A person sitting on a glowing, swirling path under a starry sky, with the perplexity and comet logos above.

Business model and user experience for Comet browser

Comet debuted on desktop with restricted access for top-tier subscribers, before opening more widely in October; the Android app is free at launch. That’s consistent with the playbook of incumbents: wrap search in a browser to increase retention and lower acquisition costs. Perplexity said it wants to implement a chatbot in-browser, quick actions for common actions, and a password manager – features that would make Comet a regular-use browser.

Practical considerations remain. An always-context-aware assistant can really be revolutionary in research, but it depends on cloud inference (latency, data usage, and battery life). Comet is optimized for the small screen, Perplexity says, although power users will soon be probing its multi-tab understanding and voice overlays to see whether they feel additive or obtrusive on a phone.

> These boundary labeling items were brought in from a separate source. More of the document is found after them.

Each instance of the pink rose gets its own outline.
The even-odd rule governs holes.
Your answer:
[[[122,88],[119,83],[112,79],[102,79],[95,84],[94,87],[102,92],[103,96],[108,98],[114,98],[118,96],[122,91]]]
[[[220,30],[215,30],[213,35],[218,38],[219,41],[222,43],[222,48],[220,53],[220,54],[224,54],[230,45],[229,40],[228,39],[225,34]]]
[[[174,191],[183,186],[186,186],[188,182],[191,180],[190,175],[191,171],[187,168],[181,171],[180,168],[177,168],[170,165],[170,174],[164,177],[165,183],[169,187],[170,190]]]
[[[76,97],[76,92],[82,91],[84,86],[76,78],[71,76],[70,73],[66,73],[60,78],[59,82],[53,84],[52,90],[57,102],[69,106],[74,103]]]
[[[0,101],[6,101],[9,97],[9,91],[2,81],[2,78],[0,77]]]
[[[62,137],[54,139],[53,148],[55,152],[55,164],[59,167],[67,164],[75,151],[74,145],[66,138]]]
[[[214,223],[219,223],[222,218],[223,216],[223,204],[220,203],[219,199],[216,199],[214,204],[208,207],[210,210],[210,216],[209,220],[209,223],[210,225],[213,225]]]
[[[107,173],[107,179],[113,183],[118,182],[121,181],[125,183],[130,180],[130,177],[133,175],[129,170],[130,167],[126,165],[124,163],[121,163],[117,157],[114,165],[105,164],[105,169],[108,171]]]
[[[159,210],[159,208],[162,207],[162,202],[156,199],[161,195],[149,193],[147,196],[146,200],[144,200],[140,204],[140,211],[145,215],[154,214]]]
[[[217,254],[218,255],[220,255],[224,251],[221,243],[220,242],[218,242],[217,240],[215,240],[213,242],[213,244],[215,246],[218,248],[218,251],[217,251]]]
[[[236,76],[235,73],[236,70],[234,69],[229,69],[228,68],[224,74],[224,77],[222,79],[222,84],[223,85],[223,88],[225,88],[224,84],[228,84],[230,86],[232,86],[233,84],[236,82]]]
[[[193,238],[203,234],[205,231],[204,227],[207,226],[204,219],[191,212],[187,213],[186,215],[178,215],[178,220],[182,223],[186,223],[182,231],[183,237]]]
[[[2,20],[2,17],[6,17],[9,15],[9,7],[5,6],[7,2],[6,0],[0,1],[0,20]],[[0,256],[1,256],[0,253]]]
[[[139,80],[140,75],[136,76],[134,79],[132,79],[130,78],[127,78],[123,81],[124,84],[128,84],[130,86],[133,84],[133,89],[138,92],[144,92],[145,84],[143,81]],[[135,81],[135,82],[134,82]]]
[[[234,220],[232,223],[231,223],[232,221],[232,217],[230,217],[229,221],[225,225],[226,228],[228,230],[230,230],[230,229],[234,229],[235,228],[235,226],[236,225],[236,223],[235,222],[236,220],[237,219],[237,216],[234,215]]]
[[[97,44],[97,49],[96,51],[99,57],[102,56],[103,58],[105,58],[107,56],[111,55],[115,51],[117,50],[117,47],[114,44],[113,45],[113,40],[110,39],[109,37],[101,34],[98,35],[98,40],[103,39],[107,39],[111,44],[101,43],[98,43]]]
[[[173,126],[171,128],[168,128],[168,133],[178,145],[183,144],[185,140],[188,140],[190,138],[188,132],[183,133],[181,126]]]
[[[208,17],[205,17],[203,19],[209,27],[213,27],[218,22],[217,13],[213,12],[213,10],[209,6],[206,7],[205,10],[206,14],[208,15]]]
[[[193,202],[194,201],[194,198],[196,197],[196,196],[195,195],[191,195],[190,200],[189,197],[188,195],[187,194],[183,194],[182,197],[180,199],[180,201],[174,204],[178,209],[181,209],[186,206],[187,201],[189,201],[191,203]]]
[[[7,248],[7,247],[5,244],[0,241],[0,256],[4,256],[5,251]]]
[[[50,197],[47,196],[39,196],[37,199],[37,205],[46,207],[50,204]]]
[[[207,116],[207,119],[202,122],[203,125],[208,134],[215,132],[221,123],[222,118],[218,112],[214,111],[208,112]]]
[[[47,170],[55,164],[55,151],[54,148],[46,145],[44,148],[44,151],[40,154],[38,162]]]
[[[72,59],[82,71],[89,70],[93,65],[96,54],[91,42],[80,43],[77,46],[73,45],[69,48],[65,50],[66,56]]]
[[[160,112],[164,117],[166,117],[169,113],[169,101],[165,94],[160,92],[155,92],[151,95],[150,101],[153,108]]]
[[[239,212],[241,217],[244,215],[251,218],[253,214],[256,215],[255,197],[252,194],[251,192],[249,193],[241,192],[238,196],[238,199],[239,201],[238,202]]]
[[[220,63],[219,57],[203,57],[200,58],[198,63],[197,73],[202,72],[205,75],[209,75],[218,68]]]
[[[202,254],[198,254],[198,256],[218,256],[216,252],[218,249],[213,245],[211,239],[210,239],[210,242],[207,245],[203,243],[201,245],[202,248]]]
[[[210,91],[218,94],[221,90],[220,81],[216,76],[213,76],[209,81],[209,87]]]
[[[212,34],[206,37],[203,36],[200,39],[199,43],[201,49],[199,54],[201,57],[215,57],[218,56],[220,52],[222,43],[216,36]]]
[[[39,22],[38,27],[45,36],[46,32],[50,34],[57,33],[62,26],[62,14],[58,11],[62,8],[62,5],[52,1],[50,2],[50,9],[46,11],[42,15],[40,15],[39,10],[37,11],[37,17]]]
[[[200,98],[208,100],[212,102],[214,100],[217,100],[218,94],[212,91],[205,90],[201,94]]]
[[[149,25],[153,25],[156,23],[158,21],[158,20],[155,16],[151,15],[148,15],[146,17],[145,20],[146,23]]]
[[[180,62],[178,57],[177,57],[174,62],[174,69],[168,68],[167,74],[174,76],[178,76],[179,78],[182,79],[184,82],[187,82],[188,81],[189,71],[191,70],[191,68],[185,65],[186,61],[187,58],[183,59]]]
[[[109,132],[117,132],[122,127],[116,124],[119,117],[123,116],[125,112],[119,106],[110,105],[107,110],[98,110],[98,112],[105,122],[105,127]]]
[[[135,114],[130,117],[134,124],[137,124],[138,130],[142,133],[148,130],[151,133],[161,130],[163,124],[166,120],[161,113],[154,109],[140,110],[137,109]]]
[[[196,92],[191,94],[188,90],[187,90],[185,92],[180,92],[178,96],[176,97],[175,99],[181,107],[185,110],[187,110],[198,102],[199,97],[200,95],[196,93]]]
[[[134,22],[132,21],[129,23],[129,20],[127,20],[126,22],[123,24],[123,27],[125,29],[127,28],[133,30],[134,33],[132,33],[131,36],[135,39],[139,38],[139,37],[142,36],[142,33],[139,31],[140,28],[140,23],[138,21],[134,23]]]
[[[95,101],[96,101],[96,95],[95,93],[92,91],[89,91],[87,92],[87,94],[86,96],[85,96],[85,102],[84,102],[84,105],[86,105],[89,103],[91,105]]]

The stakes are high for AI on mobile browsing

If Comet takes the habitual use award, it puts incumbents on their home turf: intent to information the easiest way. For publishers, an AI-first browser with built-in ad blocking and summary views also raises familiar questions about traffic, monetization, and attribution, albeit under more accommodating conditions like whitelisting or visible citations.

What’s in it for users is speed and clarity: fewer taps, fewer tabs to lose, answers that scour a messy web into something workable. If the assistant’s logic and data are transparent — as long as it remains accurate — Comet should be able to offer itself up as a legitimate alternative to querying an omnibox with your thoughts, and then sifting through results. Some people even hoped it might spark new competition among browsers, likening the free-for-all to a 21st-century version of the “browser wars.” The war is back — and this time, on mobile.

Availability on Android now, with iOS timing to follow

Comet is available now in the Google Play Store for devices with Android 12 and up. An iPhone/iPad version is in the works, timing to be determined.

Gregory Zuckerman
ByGregory Zuckerman
Gregory Zuckerman is a veteran investigative journalist and financial writer with decades of experience covering global markets, investment strategies, and the business personalities shaping them. His writing blends deep reporting with narrative storytelling to uncover the hidden forces behind financial trends and innovations. Over the years, Gregory’s work has earned industry recognition for bringing clarity to complex financial topics, and he continues to focus on long-form journalism that explores hedge funds, private equity, and high-stakes investing.